New Delhi rouvre une fissure au milieu de sombres prévisions économiques pour l'Inde

On ne s'attend pas à ce que la vie dans les rues de Delhi revienne immédiatement à la normale. Les écoles et la plupart des entreprises sont toujours fermées. Le réseau de métro de Delhi, qui a rouvert après le verrouillage national de l’année dernière, a de nouveau suspendu le service.

Mais l’assouplissement des restrictions par le gouvernement de la ville permettra à des gens comme Ram Niwas Gupta et ses employés de reprendre le travail - et, plus largement, de commencer à réparer l’économie en difficulté de l’Inde frappée par une pandémie. M. Gupta, propriétaire d'une entreprise de construction, doit remplacer les travailleurs migrants qui ont fui Delhi lorsqu'une deuxième vague de coronavirus a frappé en avril, mais il était convaincu que les affaires reviendraient bientôt à la normale.
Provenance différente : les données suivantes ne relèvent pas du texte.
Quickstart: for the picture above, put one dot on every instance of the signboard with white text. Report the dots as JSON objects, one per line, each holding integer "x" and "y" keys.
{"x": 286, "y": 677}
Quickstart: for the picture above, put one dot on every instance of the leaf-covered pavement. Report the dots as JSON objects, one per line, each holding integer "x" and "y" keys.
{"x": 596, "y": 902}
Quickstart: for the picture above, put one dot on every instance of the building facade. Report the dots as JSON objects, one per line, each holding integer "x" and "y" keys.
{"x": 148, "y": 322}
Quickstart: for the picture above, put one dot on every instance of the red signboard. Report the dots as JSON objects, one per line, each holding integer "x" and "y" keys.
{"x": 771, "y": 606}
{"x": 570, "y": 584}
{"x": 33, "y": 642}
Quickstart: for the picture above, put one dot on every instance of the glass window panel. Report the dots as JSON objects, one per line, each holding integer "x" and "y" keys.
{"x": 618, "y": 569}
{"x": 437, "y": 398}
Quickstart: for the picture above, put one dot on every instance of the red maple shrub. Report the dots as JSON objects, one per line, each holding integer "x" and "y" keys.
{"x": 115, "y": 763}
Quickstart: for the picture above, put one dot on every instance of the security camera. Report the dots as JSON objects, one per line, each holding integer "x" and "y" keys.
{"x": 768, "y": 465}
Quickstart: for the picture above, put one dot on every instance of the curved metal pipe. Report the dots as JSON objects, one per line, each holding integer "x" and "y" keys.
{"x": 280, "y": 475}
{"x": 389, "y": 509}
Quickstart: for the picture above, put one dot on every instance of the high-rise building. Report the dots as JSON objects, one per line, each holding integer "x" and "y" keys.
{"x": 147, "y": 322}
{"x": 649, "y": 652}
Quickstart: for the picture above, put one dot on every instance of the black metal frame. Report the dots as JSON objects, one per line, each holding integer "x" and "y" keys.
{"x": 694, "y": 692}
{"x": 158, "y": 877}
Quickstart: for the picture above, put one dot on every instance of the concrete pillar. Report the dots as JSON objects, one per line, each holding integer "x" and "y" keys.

«Immédiatement, nous ne pourrons pas commencer à travailler, mais lentement dans six à dix jours, nous pourrons mobiliser la main-d’œuvre et le matériel et commencer les travaux», a déclaré M. Gupta, qui est également président de la Builders Association of India en Delhi.

Au moins un million de personnes dans le secteur de la construction de Delhi pourront retourner sur les chantiers.

Même une petite ouverture représente un pari de la part des responsables de la ville. Seulement 3 pour cent des 1,4 milliard d’habitants de l’Inde sont entièrement vaccinés. En raison de l'infrastructure sanitaire limitée et des rapports publics, l'état de la pandémie dans les zones rurales - y compris certaines juste à l'extérieur de Delhi - est en grande partie inconnu. Les experts prédisent déjà une troisième vague tout en avertissant que l'accalmie à Delhi pourrait être juste un répit, et non la fin de la deuxième vague.

Il y a six semaines, le nombre de nouveaux cas à Delhi montait en flèche, atteignant un sommet de 28 395 nouvelles infections enregistrées le 20 avril. Près d'un test de coronavirus sur trois est revenu positif. Les hôpitaux, au-delà de leurs capacités, ont refoulé des foules de personnes cherchant un traitement, certains patients mourant juste devant les portes. La crémation, dernier rite préféré des hindous, s'est répandue en lots vides, avec tant de corps brûlés que le ciel de Delhi est devenu gris cendré.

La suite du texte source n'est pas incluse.